Modern online auction bidding is nothing like what auctions used to be, but this newfound ease and convenience also comes with a potential cost when it comes to live auctions. That cost is bidders will absolutely face fake bids placed by the auctioneer. As a result, bidders will see the price of their object artificially boosted well beyond the actual market demand, much more than would happen at a traditional live auction, and with even less accountability.

It is easy enough for live auctioneers to plant “shill” bidders and bids in their audience. In the blended world of live-and-also-online auctions, some auctioneers video record some, but not all, of the proceedings. Sadly, these recordings are laughably useless, but they give the veneer of propriety and accountability.

Bidders at live auctions today are dropping their guard, because the absentee bidding process in online auctions is now routine. Bidders assume there is no risk in this, no matter how high priced the item, because everything else they bid on goes smoothly in the online auctions. Yes, eBay has had some problems over the years, with obvious meddling by sellers in their own auctions, but those seem to be few and far between these days. And in any event, the prices and values were relatively low.

But what happens when you have a high-value item up for bid at live auction? Let’s say, a collectible gun, or an authenticated Persian rug, or a bona fide piece of rare art. These are items worth thousands or tens of thousands of dollars. With these numbers, there is a real incentive for the auctioneer or seller to manipulate the bidding process, to make the price go higher. They can take that absentee bid, your maximum, which should be held like a state secret, and they can create fake bids to get you up to your limit.

The problem here is that when you, the bidder, filed an absentee bid anywhere close to real money (thousands, tens of thousands of dollars), you violated the number one rule of bidding at auction: You disclosed the maximum amount you were willing to pay, ahead of time.

And now that the auction house or auctioneer has your highest bid in front of them, they can find “shill” bidders to post fake bids against you to artificially drive up the price. For you to prove they did this, even when it is obvious, you must file a legal complaint and pay an attorney to go through the discovery process. It is as easy as an auctioneer asking a well-known old dealer chum to throw in a few bids on an item, just to “help out.”

So our take-away is this: Do not file absentee bids for high-cost items.

Either participate in the auction in person, by phone, or through a buyer who is present in the room when the auction is being held.
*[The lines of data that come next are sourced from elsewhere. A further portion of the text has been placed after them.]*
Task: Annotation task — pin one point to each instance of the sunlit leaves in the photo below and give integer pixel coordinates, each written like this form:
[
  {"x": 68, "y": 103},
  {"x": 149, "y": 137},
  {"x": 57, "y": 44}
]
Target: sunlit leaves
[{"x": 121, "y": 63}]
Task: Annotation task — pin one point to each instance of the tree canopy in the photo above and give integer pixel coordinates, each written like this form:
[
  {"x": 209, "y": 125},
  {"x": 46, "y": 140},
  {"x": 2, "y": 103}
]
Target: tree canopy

To that point, I recently watched a video of an auctioneer and his assistant. This video was supposed to demonstrate the honest way in which the auction was held. Lots of gesticulating and interacting by the auctioneer and assistant. They were both dramatically acting on bids as if the room was packed and the bids were flying in.

Someone who was there told me the room actually held very few buyers, and all of them were hardened dealers. Overall there were very few bids, basically only one or two per item, for the entire auction. Few of the bids came from within the room, and most were absentee bids and phone bids relayed to the auctioneer by the auction house’s own employees.

But from the showman’s antics on the video, you would think a couple hundred buyers were seated there, every one of whom was waving their number.

How many absentee bids were artificially jacked by the showman on that day? How many buyers were shilled?

Auction buyer beware; file no absentee bids for real money (everyone has their limit, but mine would be anything above $1,000).

Participate in high-stakes auctions directly, or have someone else participate for you. But do not ever disclose your maximum bid to anyone, especially to the auction house. Because no matter what, it will be used against you, regardless of the empty promises made about how “safe” your bid is with them. Auction houses are in business to make money, and they will do that any way they can, and it is always at the buyer’s expense.